Abstract The astounding success of machine learning algorithms in medical image analysis in recent years intersects with a time of remarkably increased use of electronic medical records and images for diagnosis. This paper introduces the machine learning algorithms which are applied for medical image analysis, focusing on convolutional neural networks, and emphasizing clinical aspects of the field. The advantage of machine learning in an era of big medical data is that important scaled relationships within the data can be discovered algorithmically without much human interaction.
This paper covers all significant research areas and functions of medical image segmentation, classification, detection. Lastly we discuss about research challenges, newly appearing trends, and future development.
Keywords Medical image analysis, Neural networks, Deep learning.
Machine learning algorithms are within realm of possibility to be pervades deeply in every field of medicine, whether it is drug discovery or tumor grade classification, extraordinarily improving the way of practicing a medicine. The favorable outcome of machine learning algorithms at medical image analysis in recent years comes at an providential time when medical records are increasingly digitalized.
The use of electronic medical records (EMR) has increased from 12.8% to 42.6% amongst office-based radiologist in the US. Medical images is an essential part of a patients EMR and is currently scrutinized by human radiologists, who are limited by speed, energy, and experience. It takes lot of time and financial cost to train them. A delayed diagnosis of disease will harm the patient. Therefore, it is ideal for medical image analysis to be execute in an automated, accurate and efficient way using machine learning algorithm without much human intervention.
Medical image analysis in machine learning is an active field of research, it is because of relatively structured and labelled data, and in this area patients and doctors will first interact artificial intelligence systems which are functioning properly and practical to implement. Image analysis is essential for two reasons, First, in terms of actual patient metrics it works as a litmus test (kind of ) which will determine whether this artificial intelligence systems will actually ameliorate patient results and rate of survival. Another reason is that it contributes in proving ground for interaction of human and artificial intelligent system, how responsive patients will be towards health altering choices being made, or assisted by a non-human actor.

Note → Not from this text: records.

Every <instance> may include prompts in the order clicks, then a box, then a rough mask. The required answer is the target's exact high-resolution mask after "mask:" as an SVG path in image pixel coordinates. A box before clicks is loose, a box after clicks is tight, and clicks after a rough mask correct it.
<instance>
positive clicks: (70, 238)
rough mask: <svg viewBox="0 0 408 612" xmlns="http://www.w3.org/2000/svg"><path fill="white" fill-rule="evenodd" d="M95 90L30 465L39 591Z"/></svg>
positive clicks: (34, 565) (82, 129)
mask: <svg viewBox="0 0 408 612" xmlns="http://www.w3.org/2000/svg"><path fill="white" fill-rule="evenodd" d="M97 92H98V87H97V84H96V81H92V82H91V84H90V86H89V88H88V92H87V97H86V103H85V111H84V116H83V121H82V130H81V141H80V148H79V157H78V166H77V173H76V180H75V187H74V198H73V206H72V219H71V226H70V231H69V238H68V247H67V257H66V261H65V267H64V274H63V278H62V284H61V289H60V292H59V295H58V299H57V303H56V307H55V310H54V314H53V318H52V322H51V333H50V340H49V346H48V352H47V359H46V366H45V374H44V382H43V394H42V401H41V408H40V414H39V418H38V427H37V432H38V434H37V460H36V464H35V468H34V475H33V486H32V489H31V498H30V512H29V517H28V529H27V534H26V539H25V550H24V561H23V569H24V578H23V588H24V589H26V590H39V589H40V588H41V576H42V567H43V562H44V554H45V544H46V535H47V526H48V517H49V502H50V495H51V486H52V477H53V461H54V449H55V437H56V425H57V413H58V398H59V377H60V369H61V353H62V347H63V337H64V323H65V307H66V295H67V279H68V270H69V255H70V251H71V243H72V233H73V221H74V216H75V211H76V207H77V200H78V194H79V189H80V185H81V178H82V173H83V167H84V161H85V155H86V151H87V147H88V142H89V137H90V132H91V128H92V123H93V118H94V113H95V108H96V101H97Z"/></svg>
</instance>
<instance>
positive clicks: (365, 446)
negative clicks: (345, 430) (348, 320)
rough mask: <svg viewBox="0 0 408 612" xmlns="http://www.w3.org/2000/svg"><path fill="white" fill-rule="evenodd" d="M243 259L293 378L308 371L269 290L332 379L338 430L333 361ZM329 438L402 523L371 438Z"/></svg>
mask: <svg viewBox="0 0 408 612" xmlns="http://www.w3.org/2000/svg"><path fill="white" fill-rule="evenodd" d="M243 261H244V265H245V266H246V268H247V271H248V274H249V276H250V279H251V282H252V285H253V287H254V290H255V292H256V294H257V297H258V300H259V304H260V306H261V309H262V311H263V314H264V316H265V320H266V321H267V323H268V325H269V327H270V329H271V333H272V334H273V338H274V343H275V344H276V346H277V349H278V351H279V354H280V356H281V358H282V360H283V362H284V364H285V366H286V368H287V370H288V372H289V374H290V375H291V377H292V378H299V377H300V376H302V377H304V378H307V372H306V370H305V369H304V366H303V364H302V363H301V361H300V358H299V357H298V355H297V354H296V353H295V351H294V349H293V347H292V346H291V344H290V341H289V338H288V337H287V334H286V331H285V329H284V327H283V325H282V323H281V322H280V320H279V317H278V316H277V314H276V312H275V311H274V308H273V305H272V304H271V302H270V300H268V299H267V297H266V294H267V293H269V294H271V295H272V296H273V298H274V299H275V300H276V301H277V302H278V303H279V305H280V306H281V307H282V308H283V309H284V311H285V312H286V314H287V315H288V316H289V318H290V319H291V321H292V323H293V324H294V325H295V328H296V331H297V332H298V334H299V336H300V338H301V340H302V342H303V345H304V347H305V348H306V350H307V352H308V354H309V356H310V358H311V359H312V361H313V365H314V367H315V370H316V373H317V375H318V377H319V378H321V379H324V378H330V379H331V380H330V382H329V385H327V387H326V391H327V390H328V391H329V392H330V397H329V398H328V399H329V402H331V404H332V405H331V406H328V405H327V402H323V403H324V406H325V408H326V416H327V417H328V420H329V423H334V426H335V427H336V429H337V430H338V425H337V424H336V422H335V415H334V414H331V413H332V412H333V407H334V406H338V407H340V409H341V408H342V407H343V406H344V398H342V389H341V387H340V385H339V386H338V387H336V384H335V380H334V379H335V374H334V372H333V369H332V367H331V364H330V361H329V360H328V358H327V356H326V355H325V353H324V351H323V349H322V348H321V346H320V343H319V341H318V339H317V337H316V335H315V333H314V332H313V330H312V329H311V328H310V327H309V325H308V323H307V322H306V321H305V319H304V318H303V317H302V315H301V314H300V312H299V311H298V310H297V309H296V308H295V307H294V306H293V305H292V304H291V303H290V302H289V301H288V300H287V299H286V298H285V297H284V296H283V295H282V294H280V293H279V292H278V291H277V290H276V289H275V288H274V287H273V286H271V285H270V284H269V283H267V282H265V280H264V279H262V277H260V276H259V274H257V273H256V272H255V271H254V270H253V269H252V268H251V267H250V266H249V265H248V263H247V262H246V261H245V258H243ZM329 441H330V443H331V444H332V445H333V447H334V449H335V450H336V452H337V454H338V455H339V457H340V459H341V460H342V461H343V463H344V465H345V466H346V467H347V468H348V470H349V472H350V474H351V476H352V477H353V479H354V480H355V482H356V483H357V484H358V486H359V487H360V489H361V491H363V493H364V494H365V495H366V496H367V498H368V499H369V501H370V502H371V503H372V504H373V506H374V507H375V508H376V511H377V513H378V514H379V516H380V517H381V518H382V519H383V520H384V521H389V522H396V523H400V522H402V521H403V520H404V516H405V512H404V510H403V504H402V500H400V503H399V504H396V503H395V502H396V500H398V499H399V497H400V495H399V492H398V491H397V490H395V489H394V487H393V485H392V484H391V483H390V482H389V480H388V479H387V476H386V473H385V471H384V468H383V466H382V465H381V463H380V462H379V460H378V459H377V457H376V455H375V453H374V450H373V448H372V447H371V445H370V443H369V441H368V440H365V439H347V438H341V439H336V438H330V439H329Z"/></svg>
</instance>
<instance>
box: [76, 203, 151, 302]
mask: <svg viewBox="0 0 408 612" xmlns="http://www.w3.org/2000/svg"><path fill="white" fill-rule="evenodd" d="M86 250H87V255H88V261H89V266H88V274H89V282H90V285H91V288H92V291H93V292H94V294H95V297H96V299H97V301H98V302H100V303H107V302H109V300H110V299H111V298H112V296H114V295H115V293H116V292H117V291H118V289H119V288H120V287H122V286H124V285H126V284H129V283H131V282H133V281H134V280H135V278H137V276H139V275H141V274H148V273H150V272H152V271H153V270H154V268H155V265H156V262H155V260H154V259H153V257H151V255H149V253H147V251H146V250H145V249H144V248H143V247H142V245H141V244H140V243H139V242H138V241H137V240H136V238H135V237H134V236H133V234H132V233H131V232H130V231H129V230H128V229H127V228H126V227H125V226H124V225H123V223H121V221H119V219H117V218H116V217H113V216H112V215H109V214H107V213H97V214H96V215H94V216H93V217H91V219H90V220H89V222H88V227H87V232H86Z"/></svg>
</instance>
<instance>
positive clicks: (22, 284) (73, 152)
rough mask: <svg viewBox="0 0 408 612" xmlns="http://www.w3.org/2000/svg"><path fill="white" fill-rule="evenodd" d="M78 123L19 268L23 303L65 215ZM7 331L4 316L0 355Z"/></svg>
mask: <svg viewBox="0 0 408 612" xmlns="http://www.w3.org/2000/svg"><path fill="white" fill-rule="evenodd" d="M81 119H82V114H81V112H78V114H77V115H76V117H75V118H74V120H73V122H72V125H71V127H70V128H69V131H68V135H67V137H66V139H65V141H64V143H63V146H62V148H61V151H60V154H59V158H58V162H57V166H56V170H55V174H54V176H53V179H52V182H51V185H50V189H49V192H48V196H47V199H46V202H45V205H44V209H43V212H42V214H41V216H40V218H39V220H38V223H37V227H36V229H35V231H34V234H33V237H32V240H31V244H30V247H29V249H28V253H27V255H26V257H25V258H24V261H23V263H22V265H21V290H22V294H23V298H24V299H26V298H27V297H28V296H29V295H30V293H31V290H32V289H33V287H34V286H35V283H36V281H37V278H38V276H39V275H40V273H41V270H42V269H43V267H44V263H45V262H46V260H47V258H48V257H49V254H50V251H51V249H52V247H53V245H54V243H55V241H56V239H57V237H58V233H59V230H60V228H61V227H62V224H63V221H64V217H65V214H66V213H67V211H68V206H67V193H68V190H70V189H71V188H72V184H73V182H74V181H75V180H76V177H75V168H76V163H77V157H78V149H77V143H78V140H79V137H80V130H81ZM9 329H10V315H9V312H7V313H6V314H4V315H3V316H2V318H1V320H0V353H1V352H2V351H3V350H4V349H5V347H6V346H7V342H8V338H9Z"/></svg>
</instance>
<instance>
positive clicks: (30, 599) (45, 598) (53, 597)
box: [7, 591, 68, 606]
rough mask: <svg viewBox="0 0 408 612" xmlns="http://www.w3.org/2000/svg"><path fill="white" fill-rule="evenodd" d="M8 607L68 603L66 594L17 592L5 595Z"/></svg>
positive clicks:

Medical practitioners develop visual representation of internal body organs for clinical analysis and medical mediation. These images dig into distinct features that delineate organ anatomy, i.e. shape and texture, and obtain refined physiological characteristics. The aim of medical image analysis is to use features that have been recognized on the images and classify them into predefined classes. Medical practitioners optically analyze the image and use this data which they got from the radiologists to understand a given medical image. Clinical experience, basic and innate knowledge of the physician, and dexterity play very significant roles in this process. However, given the range of image data which is being propagated nowadays, it is very difficult for medical diagnostics to analyze all the key features conquered by medical images, hence it becomes tough for radiologists and other medical specialists to reach up to final decision. In order to supply the diagnostic decision-making process of physicians semi-automatic and fully-automatic methods can be performed by employing computers and intelligence tools.